As tribe after tribe arrived at Googoorewon, each took up a position at one of the various points of the ridges, surrounding the clear open space where the corrobborees were to be. The Wahn, crows, had one point; the Dummerh, pigeons, another; the Mahthi, dogs, another, and so on; Byamee and his tribe, Byahmul the black swans tribe, Oooboon, the blue tongued lizard, and many other chiefs and their tribes, each had their camp on a different point. When all had arrived there were hundreds and hundreds assembled, and many and varied were the nightly corrobborees, each tribe trying to excel the other in the fancifulness of their painted get-up, and the novelty of their newest song and dance.
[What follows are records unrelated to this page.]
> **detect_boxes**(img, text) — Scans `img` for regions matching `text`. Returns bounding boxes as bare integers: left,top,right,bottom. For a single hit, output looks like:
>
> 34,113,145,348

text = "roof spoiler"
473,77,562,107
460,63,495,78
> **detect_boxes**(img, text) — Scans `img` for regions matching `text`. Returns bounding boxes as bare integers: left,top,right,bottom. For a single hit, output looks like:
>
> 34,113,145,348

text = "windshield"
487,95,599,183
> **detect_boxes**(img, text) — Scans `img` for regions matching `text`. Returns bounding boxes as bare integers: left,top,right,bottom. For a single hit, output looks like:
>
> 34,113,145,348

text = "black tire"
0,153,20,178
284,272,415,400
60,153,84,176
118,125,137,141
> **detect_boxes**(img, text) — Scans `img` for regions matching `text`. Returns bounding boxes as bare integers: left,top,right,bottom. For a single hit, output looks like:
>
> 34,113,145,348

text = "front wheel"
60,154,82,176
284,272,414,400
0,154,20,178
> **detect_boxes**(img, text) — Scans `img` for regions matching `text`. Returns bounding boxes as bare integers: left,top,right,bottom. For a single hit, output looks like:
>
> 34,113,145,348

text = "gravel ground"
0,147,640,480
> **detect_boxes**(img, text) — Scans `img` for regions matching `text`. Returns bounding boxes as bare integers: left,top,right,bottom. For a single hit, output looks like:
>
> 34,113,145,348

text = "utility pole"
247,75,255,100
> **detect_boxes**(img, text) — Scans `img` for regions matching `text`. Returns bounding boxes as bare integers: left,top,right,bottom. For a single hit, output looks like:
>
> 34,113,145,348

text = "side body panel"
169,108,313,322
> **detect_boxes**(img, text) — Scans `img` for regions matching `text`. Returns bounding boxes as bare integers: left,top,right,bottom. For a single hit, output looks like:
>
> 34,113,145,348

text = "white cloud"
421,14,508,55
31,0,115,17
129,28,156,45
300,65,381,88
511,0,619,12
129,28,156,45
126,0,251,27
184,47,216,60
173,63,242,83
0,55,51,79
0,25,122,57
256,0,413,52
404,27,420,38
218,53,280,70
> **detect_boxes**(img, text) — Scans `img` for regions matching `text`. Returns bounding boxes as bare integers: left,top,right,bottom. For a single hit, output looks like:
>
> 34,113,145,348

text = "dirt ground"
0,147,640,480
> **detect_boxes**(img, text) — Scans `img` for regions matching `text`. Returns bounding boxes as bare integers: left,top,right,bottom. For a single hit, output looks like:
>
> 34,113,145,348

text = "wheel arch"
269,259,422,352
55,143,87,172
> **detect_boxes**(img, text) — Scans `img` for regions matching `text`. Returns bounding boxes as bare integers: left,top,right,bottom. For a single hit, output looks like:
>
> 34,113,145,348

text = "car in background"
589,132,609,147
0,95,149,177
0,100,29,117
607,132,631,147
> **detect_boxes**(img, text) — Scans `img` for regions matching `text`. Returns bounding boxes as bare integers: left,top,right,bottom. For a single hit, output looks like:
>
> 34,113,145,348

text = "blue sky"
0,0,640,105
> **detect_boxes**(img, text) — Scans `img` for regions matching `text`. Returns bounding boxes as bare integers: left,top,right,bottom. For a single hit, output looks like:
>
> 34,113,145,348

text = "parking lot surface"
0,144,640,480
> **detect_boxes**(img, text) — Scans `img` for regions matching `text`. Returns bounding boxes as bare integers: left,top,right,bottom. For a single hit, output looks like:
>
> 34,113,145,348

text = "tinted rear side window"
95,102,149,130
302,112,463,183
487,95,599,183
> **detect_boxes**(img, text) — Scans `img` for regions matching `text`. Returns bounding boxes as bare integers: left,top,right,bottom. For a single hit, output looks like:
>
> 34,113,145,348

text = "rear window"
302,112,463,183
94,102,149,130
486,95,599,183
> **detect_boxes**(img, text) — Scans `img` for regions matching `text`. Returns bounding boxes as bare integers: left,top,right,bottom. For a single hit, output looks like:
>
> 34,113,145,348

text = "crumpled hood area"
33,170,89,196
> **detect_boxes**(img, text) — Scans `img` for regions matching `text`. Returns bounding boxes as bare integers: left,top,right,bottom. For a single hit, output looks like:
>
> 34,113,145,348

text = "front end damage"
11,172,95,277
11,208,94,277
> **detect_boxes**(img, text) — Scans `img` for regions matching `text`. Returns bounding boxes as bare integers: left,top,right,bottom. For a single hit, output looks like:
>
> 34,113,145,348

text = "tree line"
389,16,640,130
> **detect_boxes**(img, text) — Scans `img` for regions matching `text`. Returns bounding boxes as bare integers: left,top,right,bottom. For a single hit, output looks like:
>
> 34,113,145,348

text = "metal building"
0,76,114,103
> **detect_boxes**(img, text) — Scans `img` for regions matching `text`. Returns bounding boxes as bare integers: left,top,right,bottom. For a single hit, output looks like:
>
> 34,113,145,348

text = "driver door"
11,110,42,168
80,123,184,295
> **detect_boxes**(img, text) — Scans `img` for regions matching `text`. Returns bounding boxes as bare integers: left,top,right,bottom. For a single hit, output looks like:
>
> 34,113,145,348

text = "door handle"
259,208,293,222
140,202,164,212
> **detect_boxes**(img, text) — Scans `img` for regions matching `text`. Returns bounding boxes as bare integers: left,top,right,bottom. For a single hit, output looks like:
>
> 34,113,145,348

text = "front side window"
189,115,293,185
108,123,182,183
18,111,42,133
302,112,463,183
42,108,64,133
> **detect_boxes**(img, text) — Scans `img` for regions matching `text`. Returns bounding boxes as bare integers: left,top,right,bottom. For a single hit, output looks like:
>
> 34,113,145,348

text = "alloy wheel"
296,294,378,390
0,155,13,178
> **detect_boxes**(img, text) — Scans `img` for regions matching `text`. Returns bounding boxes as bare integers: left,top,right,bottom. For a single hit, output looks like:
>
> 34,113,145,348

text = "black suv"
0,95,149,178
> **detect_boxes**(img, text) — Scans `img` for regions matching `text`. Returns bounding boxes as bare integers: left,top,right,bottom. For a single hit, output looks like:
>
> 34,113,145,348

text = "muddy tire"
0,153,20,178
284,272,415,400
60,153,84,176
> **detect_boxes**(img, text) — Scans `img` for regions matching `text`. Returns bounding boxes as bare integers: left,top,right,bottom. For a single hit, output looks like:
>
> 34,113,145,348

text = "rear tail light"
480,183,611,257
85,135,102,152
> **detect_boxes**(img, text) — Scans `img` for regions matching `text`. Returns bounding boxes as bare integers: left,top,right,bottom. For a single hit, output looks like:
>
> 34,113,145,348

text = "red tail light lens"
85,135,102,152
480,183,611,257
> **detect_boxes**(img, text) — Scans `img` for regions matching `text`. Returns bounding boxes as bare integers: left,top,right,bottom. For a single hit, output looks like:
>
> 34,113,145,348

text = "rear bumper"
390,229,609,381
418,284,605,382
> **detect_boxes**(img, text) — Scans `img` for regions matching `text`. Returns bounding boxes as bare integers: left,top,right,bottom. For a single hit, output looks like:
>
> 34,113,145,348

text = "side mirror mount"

By day there was much hunting and feasting, by night much dancing and singing; pledges of friendship exchanged, a dillibag for a boomerang, and so on; young daughters given to old warriors, old women given to young men, unborn girls promised to old men, babies in arms promised to grown men; many and diverse were the compacts entered into, and always were the Wirreenun, or doctors of the tribes consulted.

After some days the Wirreenun told the men of the tribes that they were going to hold a borah. But on no account must the innerh, or women, know. Day by day they must all go forth as if to hunt and then prepare in secret the borah ground. Out went the man each day. They cleared a very large circle quite clear, then they built an earthen dam round this circle, and cleared a pathway leading into the thick bush from the circle, and built a dam on either side of this pathway.